Ich weiß, dass es nichts bringen wird, diese immer wieder ins Feld geführte Fehlannahme zu korrigieren. Ich wende mich daher nicht an SFR, sondern an die ernsthaft Interessierten:
Der StA schickt seine Anklageschrift zum zuständigen Gericht mit dem Antrag, die Hauptverhandlung zu eröffnen. Wenn es sich nicht nur um kleinere Delikte und einfache Sachverhalte handelt, dann ist der Anklageschrift zudem das wesentliche Ergebnis der Ermittlungen beigefügt. Dort wird mal mehr, mal weniger detailiert dargestellt, wie es zu den Ermittlungen überhaupt kam, warum Ermittlungen eingeleitet wurden, welche Beweise man ermittelt hat und warum all dies dazu geführt hat, dass der StA einen hinreichenden Tatverdacht hat.

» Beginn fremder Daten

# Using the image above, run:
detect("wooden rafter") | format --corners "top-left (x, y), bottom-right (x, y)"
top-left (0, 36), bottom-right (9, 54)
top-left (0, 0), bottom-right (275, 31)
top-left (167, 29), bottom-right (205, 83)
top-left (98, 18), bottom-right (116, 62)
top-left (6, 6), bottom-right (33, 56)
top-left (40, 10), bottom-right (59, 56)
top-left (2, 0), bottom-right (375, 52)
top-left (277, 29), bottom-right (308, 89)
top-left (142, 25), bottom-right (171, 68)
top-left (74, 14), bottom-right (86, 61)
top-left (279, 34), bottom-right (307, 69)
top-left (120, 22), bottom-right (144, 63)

Im sog. Zwischenverfahren prüft der Richter die Anklageschrift darauf, ob sie überhaupt alles Tatbestandsmerkmale der angeklagten Tat enthält. Weiter prüft der Richter (oder besser: das Gericht), ob die angebotenen Beweise in Verbindung mit dem wesentlichen Ergebnis der Ermittlungen ebenfalls tauglich sind, den Tatverdacht zu erhärten. Das Gericht prüft z.B. auch die Zulässigkeit der angebotenen Beweismittel.

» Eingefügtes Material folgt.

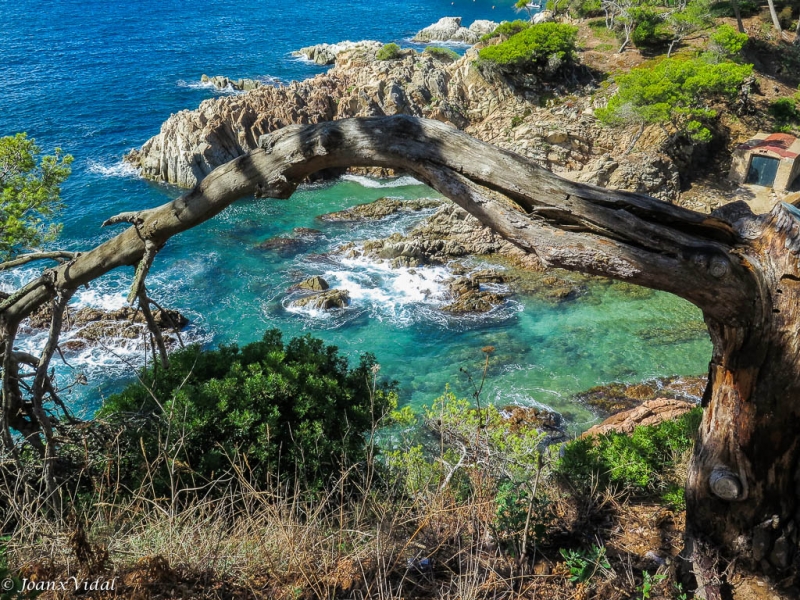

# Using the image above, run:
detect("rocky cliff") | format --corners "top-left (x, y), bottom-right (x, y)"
top-left (127, 41), bottom-right (680, 200)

Wenn das Gericht alle notwendigen Voraussetzungen für die Eröffnung der Hauptverhandlung für gegeben hält, wird dem Antrag der StA stattgegeben und die HV eröffnet.

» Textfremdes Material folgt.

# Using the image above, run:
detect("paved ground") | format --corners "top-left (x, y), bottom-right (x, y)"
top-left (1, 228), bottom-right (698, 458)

Aber: Bis zu diesem Zeitpunkt hat der Richter/ das Gericht noch nicht einen Zeugen gehört, den Angeschuldigten nicht ein Mal vernommen und noch nicht alle Beweise gesichtet.
Der Richter kann(!) also gar kein Vorurteil fällen, weil die Beweisaufnahme in der Hauptverhandlung für ihn/ das Gericht noch immer offen ist. Und der angehende Jurist lernt bereits im Referendariat, dass sich in einer HV durchaus ein anderes Bild des gesamten Vorgangs ergeben kann, als es in der Anklageschrift gezeichnet wurde.
Hier von "psychologischen Fallen" zu sprechen ist nur vermeintlich schlau daher geredet, zeigt aber deutlich, dass der Urheber dieser Behauptung keine Ahnung von den Vorgängen im Strafverfahren hat.